Figure 3 is a curve that is computed by dividing movies into bins based on their average ratings. For each bin, we compute the average number of ratings for each movie. In the other words, the chart presents the number of ratings for each movie given the average rating of that movie. From this graph, we can induce that the highly-rated movies are voted more than low-rated movies. On both extremes the number of ratings is very low since people just ignore the worst movies and think that it is unnecessary to rate the best movies, their ranks are so obvious.
Figure 4 presents the number of ratings by each user given an average rating of that user. It is computed by dividing users into bins based on there average ratings. Then for each bin, we compute the average number of ratings. We can imply from this chart that people with less number of ratings usually give negative votes. They did the rating work only when the movies are so disappointed. On the other hand people with a high number of ratings have more variety on rating and their scores are usually from 2.5 to 5. They are truly movie fans. This is also means the rating profiles of users with high average values give us more information and should be exploited by prediction methods.

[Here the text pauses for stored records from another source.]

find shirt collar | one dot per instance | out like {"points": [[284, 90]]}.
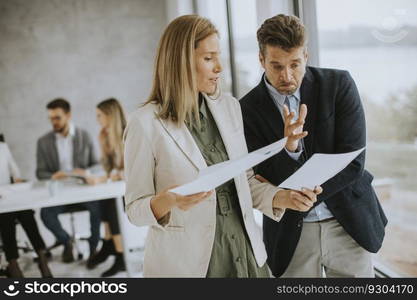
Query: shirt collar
{"points": [[280, 98], [203, 106], [71, 132]]}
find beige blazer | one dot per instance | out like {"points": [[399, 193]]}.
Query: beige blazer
{"points": [[158, 154]]}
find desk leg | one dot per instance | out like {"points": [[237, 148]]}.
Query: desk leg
{"points": [[122, 216]]}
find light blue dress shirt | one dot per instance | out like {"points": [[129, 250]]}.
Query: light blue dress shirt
{"points": [[320, 212]]}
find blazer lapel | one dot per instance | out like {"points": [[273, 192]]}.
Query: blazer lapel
{"points": [[309, 96], [219, 113], [185, 141], [269, 111], [54, 152], [75, 148]]}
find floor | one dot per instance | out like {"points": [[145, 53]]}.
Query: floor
{"points": [[78, 268]]}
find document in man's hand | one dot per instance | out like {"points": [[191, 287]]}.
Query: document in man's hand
{"points": [[318, 169], [215, 175]]}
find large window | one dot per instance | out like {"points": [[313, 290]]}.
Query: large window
{"points": [[376, 41]]}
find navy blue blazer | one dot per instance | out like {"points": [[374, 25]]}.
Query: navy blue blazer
{"points": [[336, 124]]}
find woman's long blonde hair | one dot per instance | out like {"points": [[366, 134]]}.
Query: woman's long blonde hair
{"points": [[174, 83], [111, 138]]}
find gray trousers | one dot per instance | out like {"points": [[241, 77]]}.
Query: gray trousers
{"points": [[326, 250]]}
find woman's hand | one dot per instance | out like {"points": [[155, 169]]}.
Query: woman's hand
{"points": [[163, 202]]}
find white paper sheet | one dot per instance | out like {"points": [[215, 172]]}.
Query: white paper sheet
{"points": [[215, 175], [318, 169]]}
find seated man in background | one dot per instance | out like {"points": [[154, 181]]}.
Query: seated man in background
{"points": [[9, 172], [64, 151]]}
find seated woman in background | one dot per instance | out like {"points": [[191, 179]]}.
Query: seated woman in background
{"points": [[9, 173], [112, 120]]}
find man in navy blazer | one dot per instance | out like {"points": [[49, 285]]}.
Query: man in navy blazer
{"points": [[322, 106]]}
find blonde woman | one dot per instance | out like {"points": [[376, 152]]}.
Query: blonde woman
{"points": [[185, 125], [112, 120]]}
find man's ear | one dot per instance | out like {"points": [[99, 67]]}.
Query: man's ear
{"points": [[262, 59]]}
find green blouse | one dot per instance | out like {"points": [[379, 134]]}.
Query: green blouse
{"points": [[232, 254]]}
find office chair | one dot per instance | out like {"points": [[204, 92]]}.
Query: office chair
{"points": [[26, 247], [76, 237]]}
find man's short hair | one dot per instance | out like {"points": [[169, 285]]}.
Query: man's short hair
{"points": [[282, 31], [59, 103]]}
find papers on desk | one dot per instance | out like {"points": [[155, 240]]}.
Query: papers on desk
{"points": [[213, 176], [318, 169], [8, 189]]}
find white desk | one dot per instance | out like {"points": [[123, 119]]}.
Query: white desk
{"points": [[38, 197]]}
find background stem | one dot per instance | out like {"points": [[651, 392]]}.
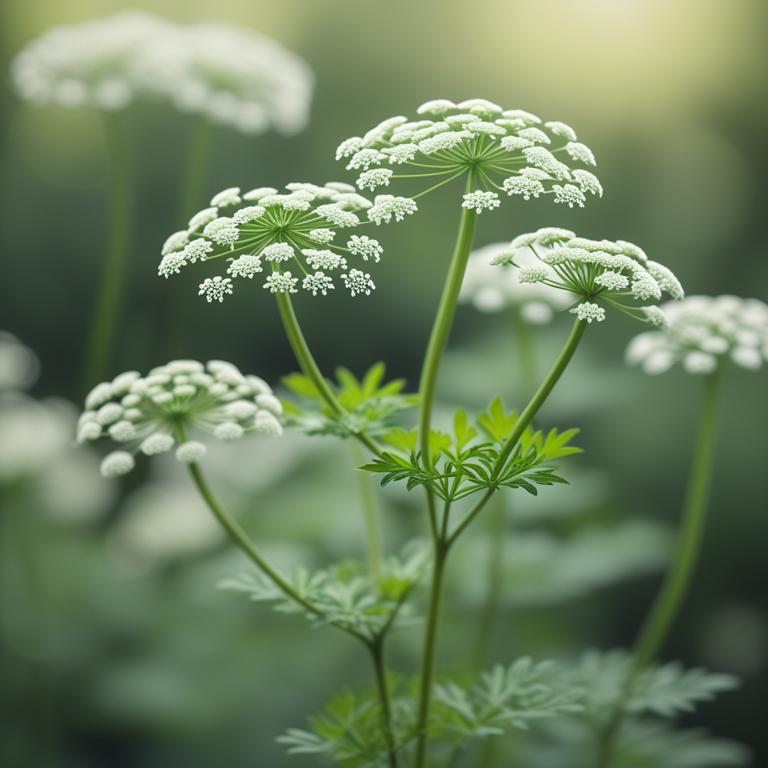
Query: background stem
{"points": [[674, 589], [109, 296]]}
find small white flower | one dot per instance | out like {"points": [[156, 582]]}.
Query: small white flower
{"points": [[117, 463], [319, 282], [613, 281], [175, 242], [246, 265], [277, 252], [248, 214], [226, 198], [156, 443], [581, 153], [589, 311], [377, 177], [322, 236], [222, 231], [386, 207], [281, 282], [367, 247], [201, 218], [481, 201], [190, 452], [569, 195], [215, 288], [358, 282], [587, 182], [324, 259], [561, 129]]}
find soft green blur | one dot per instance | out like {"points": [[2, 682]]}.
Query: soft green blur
{"points": [[117, 648]]}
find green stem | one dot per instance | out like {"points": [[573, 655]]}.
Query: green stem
{"points": [[309, 366], [525, 339], [441, 328], [241, 538], [371, 515], [109, 297], [428, 663], [677, 581], [495, 574], [526, 417], [377, 657]]}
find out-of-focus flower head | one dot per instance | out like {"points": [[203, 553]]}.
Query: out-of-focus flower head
{"points": [[154, 413], [507, 151], [595, 272], [19, 366], [230, 74], [290, 238], [492, 289], [703, 333]]}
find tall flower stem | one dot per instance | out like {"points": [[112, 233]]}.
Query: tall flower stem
{"points": [[676, 584], [310, 368], [441, 328], [109, 297], [371, 516]]}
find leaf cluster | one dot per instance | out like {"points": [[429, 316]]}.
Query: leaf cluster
{"points": [[370, 404], [472, 458], [344, 595]]}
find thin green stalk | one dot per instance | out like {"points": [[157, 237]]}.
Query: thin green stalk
{"points": [[441, 328], [309, 366], [241, 538], [371, 516], [677, 581], [526, 417], [525, 340], [377, 657], [428, 659], [106, 309]]}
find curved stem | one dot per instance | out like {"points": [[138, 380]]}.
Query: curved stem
{"points": [[443, 322], [241, 538], [526, 417], [371, 514], [428, 661], [377, 657], [674, 589], [309, 366], [108, 299]]}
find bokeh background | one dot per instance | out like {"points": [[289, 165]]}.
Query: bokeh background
{"points": [[116, 647]]}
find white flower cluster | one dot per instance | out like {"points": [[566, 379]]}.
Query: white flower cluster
{"points": [[507, 151], [491, 289], [596, 271], [264, 229], [154, 413], [702, 333], [230, 74]]}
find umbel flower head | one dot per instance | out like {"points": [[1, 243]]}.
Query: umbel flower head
{"points": [[296, 240], [230, 74], [595, 272], [509, 152], [157, 412], [703, 333], [490, 288]]}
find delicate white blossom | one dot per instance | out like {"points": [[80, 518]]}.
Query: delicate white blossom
{"points": [[264, 228], [230, 74], [491, 289], [598, 273], [156, 412], [702, 333], [506, 150]]}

Figure 5 presents the average standard deviation for each movie given the average rating of that movie. From this graph, we learn that the ratings for the worst and the best movies are quite stable. This can also give us the following idea for rating prediction: for those movies with lowest and highest ratings we can use the average ratings as predicted values and for movies with the middle ratings we can exploit some complex methods for prediction.
Figure 6 which is 1% of the rating subset shows the sparseness of the rating matrix. The percentage of ratings is 1.71% which is a true challenge for any missing value prediction methods.